Ask a reasonable price for your copywriting
Tough one. What is reasonable? My copywriting mentor (see above) charges an eye-watering amount per hour and is always busy. My teeny portfolio meant I couldn’t match his rates, but I didn’t want to write for peanuts either. So I used this price guide to help me set an hourly rate.
More recently, the schamazing Kate Toon told me that she bases her rates on what the market will take, what others are charging, and her own financial goals. She added:
“Pricing is tricky, there’s no doubt about it. I don’t recommend different rates for different client types, or changing your rate based on how busy you are. My best advice is to choose a rate and try it out with clients.
If your quotes get accepted incredibly quickly with no questions asked EVERY TIME, then your rates are possibly too low. If they get refused every single time or the client always comes back with concerns/questions then they’re probably too high. Through trial and error you’ll find a rate that’s right for you.”

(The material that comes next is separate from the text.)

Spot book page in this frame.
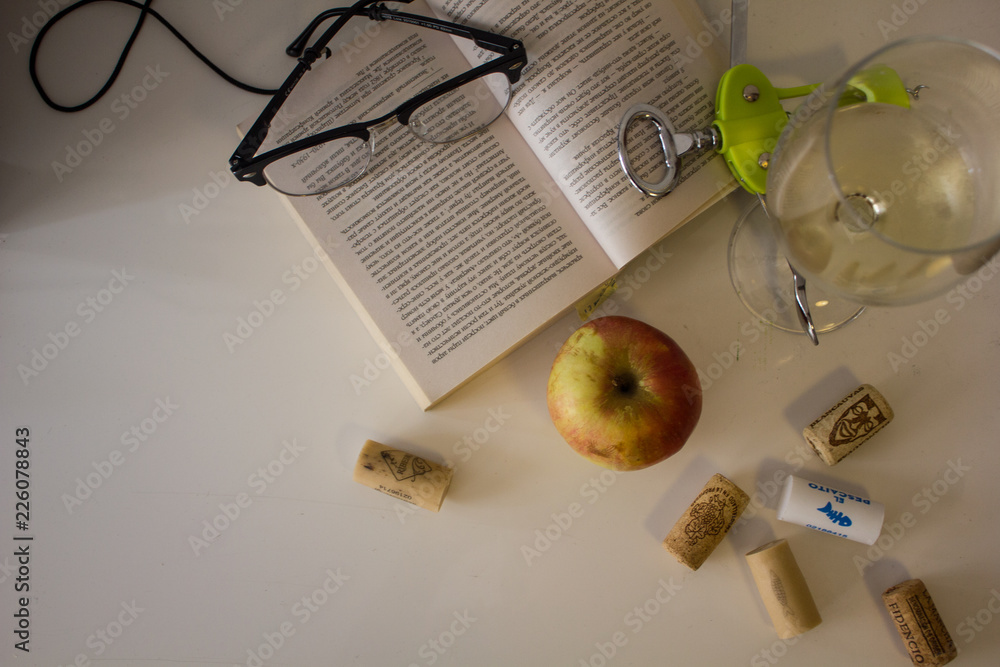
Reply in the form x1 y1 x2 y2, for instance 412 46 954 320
433 0 735 268
253 12 615 407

Network, chin up, keep smiling
Without contacts, it’ll be quiet at first. But start by telling your friends, relations and ex-colleagues that you’re available for freelance copywriting.
And, actually, tell EVERYONE that you’re a freelance writer for hire. I once had my carpets cleaned and asked the guy if he ever needed a freelance copywriter. He looked at me blankly. The very next day he called me back to say he’d been asked to submit an article to a website and would I help?
And in the quiet periods? Read, read and read again. Not sure where to start? Here’s a list of books that have helped me:
- The copywriter’s handbook -Bob Bly
- Commonsense direct marketing – Drayton Bird
- How to write sales letters that sell – Drayton Bird
- Write to Sell – Andy Maslen
- Words that sell – Richard Bayan
- The ultimate small business marketing book – Dee Blick
- 101 top copywriting tips – Carole Seawert
Lastly, it’s not a copywriting book, but it’ll help you through the dark days when you wonder what the hell you’re playing at: The Happiness Advantage by Shawn Achor.